L’avant-propos de la nouvelle édition du Livre 1 du « Capital », de Jean-Pierre Lefebvre qui argumente sur ses choix de traducteur est une véritable épopée des concepts forgés par Marx. Le traducteur fait œuvre d’historien, pas seulement de linguiste, montrant comment Marx travaille. Il révise sans cesse, jamais satisfait, toujours à la recherche de concepts adaptés à la réalité du capitalisme. La traduction de Joseph Roy, même révisée par Marx, a, d’abord une histoire que narre Lefebvre, ensuite a été revue par l’édition allemande qui lui a succédé. Le comprendre permet de lutter contre la sacralisation d’un texte. Il faut lire cette version du Livre 1, elle ouvre de nouvelles portes.
La « coupure épistémologique » a eu comme conséquence de reléguer les textes précédant « Le Capital » aux poubelles de l’histoire comme simplement des brouillons de cette œuvre magistrale.
Lise Vogel tombe dans le piège de la construction théorique séparée de la réalité, se suffisant à elle-même. Le marxisme dont elle parle dans le titre n’est pas défini, elle parle plutôt des « marxistes » qu’elle interroge sans trouver de réponse satisfaisante. Du coup, elle ne comprend pas la place de « L’origine de la famille…. » de Engels. C’est une réponse directe, mais sans le nommer, à August Bebel, à son ouvrage « La femme socialiste » qui n’a pas vraiment compris les idées de Morgan qui propose une description de la famille. Engels lutte, comme Marx (voir la critique des programmes de Gotha et d’Erfurt) contre la tendance du Parti Social-Démocrate (SPD) allemand de « faire bouillir les marmites du futur », en écrivant dans leur programme, que tout irait mieux sous le socialisme sans se préoccuper des revendications actuelles pour faire évoluer le sort de la classe ouvrière ou des femmes dans le cas de l’ouvrage de Bebel.
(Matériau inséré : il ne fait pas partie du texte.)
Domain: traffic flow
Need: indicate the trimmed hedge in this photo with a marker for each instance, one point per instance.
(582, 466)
Les débats, pour être feutrés, sont importants.
« Demain, on rasera gratis » n’est pas le propre de la pensée de Marx. En premier l’analyse du capitalisme et faire comprendre ce fonctionnement à la classe ouvrière pour qu’elle prenne conscience de sa place et son rôle, comprendre pour transformer, pour construire un autre monde, une autre société. Le capitalisme se révolutionne, il est nécessaire de forger de nouveaux concepts. Et un programme de transition partant des revendications actuelles pour déboucher sur le changement révolutionnaire de la société capitaliste.
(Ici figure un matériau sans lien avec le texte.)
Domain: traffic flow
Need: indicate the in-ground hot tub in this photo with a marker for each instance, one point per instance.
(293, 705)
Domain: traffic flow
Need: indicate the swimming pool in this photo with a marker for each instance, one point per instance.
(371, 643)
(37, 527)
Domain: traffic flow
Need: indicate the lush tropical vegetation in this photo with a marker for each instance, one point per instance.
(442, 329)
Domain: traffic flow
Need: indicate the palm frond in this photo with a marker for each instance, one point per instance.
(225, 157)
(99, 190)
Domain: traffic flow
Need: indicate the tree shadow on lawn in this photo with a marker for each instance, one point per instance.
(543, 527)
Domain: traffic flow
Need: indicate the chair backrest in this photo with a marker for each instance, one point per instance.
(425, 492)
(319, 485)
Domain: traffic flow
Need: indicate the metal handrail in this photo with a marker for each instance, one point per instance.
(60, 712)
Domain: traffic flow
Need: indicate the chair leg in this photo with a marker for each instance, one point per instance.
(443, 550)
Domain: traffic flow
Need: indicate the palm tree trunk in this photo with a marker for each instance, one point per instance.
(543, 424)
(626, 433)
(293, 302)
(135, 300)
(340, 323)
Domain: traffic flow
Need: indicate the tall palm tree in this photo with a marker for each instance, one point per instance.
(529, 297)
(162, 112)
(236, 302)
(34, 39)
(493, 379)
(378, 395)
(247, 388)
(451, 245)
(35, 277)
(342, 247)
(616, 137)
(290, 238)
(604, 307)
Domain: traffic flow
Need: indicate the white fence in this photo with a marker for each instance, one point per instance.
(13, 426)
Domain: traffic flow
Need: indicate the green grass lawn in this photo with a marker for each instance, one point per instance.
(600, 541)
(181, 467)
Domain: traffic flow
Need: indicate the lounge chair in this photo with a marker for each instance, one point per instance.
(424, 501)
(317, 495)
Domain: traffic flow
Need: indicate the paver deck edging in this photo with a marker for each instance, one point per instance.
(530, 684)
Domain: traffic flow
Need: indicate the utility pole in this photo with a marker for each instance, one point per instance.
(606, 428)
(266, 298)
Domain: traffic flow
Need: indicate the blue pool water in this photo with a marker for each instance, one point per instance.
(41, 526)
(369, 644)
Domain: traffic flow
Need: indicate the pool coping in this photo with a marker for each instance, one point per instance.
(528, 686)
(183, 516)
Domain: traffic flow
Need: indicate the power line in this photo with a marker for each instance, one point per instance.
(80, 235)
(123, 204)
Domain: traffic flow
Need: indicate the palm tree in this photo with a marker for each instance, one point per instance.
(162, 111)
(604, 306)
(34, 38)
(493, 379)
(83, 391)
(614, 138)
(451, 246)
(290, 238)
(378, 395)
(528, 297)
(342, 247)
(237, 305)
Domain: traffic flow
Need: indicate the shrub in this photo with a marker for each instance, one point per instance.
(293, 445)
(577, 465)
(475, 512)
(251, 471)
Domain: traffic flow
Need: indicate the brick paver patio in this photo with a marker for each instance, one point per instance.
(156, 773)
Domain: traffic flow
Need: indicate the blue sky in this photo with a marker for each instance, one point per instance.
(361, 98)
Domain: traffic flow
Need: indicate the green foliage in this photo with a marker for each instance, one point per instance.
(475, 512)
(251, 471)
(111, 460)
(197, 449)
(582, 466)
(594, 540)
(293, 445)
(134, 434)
Les revendications des droits de femmes, élément essentiel pour construire une société plus égalitaire, en font partie intégrante. Le projet socialiste ne peut en faire l’économie. La théorie et la pratique se combinent.

Nicolas Béniès
« Le marxisme et l’oppression des femmes, vers une théorie unitaire », Lise Vogel, traduit par Yohann Douet, Paul Guerpillon, Vincent Heimendinger et Aurore Koechlin, Éditions Sociales.

Livres sous revue
Friedrich Engels et Karl Marx, « Les articles du New York Daily Tribune, volume 1 (1851-1852), des textes un peu oubliés et, pour certains, jamais publiés dans leur intégralité. Une découverte. Où l’on voit que le « 18 brumaire », un texte de référence du matérialisme historique, a été précédé et suivi par des articles qui appliquent la même méthode d’analyse en la frottant à la réalité pour affiner les concepts, les remplacer et en créer de nouveaux plus adaptés. Il est difficile, à la lecture de discerner si c’est Marx ou Engels, soit dit en passant.
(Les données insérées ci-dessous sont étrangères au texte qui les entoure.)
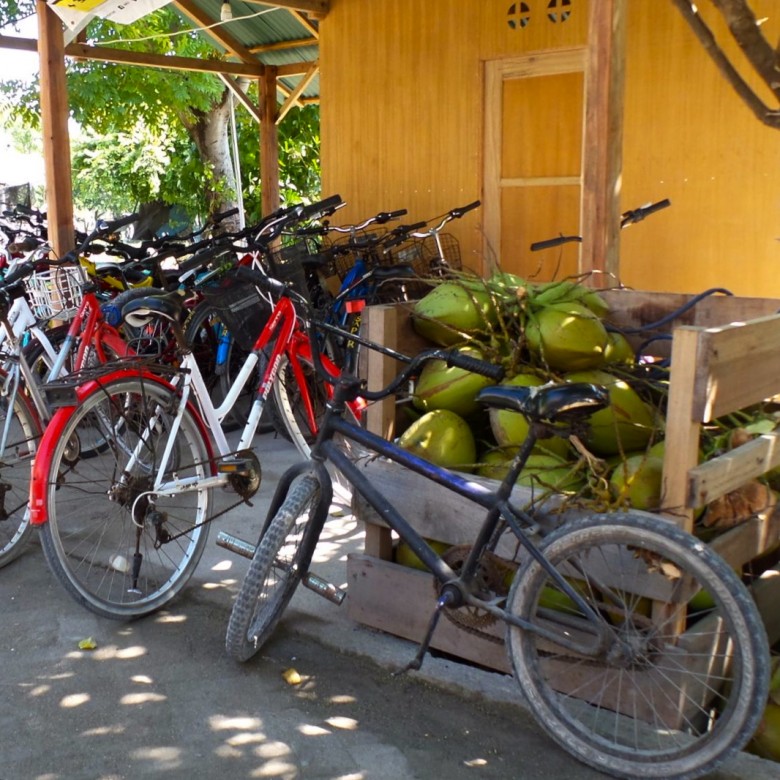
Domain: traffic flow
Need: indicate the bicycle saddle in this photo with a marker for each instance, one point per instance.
(551, 402)
(141, 311)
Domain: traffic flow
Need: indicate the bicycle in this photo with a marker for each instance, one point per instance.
(123, 528)
(28, 297)
(637, 648)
Éditions et traduction d’Alexia Blin, Yohann Douet, Juliette Farjat, Alexandre Feron et Marion Leclair. Éditions Sociales, GEME

Karl Marx, « Le Capital, Livre 1 », ouvrage publié sous la responsabilité de Jean-Pierre Lefebvre, Éditions Sociales, 2022. A lire et relire, surtout dans cette période de basculement.
Les nouveaux choix de traduction ne sont pas toujours faciles à intégrer parce que les habitudes de lecture ont façonné notre lecture du Capital mais ils permettent à la fois des lueurs d’une compréhension différente et de nouvelles interrogations. Ces choix engagent la nécessité de poursuivre l’élaboration face à la fin d’un monde, d’un capitalisme à laquelle nous assistons. Le Capital a toujours été un point de départ. Les différents plans de Marx sont là pour le démontrer.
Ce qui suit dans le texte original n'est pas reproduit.